Omid - Challenge 46

data-challenges
advanced-exercises
🔰 Numbers Grouping!
Published

March 24, 2026

Illustration for Omid - Challenge 46

Challenge Description

🔰 Numbers Grouping!

Solutions

library(tidyverse)
library(readxl)

input = read_excel("files/CH-046 Numbers Cleaning.xlsx", range = "B2:B16")
test  = read_excel("files/CH-046 Numbers Cleaning.xlsx", range = "J2:J7")

result = input %>%
  arrange(`Product ID`) %>%
  mutate(group = cumsum(`Product ID` - lag(`Product ID`, default = 0) > 1)) %>%
  summarise(`Product ID` = if_else(max(`Product ID`) == min(`Product ID`), 
                                   as.character(max(`Product ID`)), 
                                   paste(min(`Product ID`), str_sub(max(`Product ID`),3,4), sep = "-")), .by = group) %>%
  select(`Product ID`)

identical(result, test)
# [1] TRUE
  • Logic:

    • Reads the workbook ranges needed for the challenge

    • Aggregates or ranks values at the relevant grouping level

    • Builds the intermediate columns that drive the final result

    • Parses the text patterns directly instead of relying on manual cleanup

  • Strengths:

    • The R solution stays close to the workbook rule and keeps the transformation compact.
  • Areas for Improvement:

    • The code assumes the sheet structure and source ranges remain stable.
  • Gem:

    • The strongest part of the solution is choosing the right intermediate representation before shaping the final output.
import pandas as pd

input = pd.read_excel("CH-046 Numbers Cleaning.xlsx",  usecols="B", skiprows=1, nrows=15)
test = pd.read_excel("CH-046 Numbers Cleaning.xlsx",  usecols="J", skiprows=1, nrows=5)
test.columns = ["Product ID"]

result = input.sort_values("Product ID").reset_index(drop=True) 
result["lag"] = result["Product ID"].shift(1)
result["diff"] = result["Product ID"] - result["lag"]
result["diff"] = result["diff"].fillna(1.0)
result["cumsum"] = result["diff"].gt(1).cumsum()

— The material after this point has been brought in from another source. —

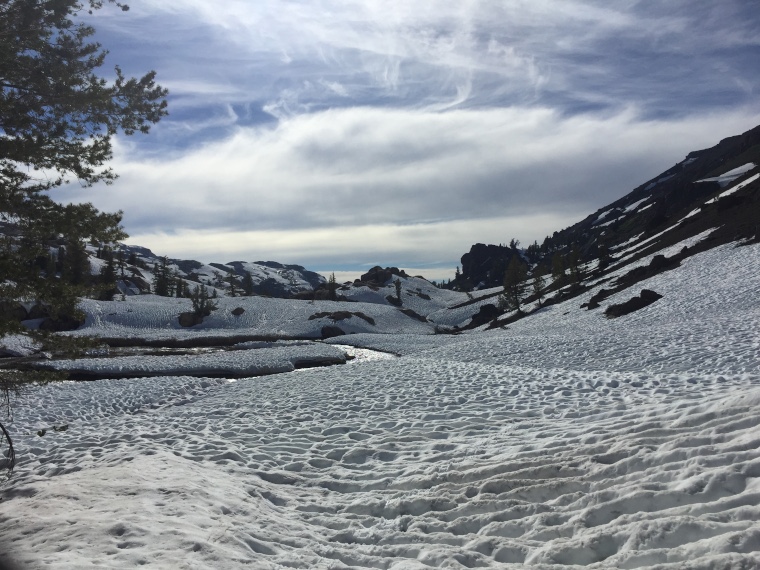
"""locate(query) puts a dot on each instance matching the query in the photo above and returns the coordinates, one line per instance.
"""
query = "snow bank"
(565, 440)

result2 = result.groupby("cumsum").agg({"Product ID": ["max", "min"]}) 
result2.columns = result2.columns.droplevel(0)
result2["Product ID"] = result2.apply(lambda x: x["min"] if x["min"] == x["max"] else str(x["min"]) + "-" + str(x["max"])[2:4], axis=1)
result2 = result2.drop(columns=["max", "min"]).reset_index(drop=True)

print(result2.equals(test)) # True
  • Logic:

    • Reads the workbook ranges needed for the challenge

    • Aggregates or ranks values at the relevant grouping level

  • Strengths:

    • The Python version follows the same rule in a direct dataframe-oriented implementation.
  • Areas for Improvement:

    • The code assumes the workbook layout remains stable, so any sheet redesign would require small adjustments.
  • Gem:

    • The implementation stays close to the original workbook rule instead of adding unnecessary abstraction.

Difficulty Level

This task is moderate:

  • The core logic is clear, but the correct transformation pattern is not obvious from the raw input.

  • The challenge combines multiple reshaping, grouping, or parsing steps.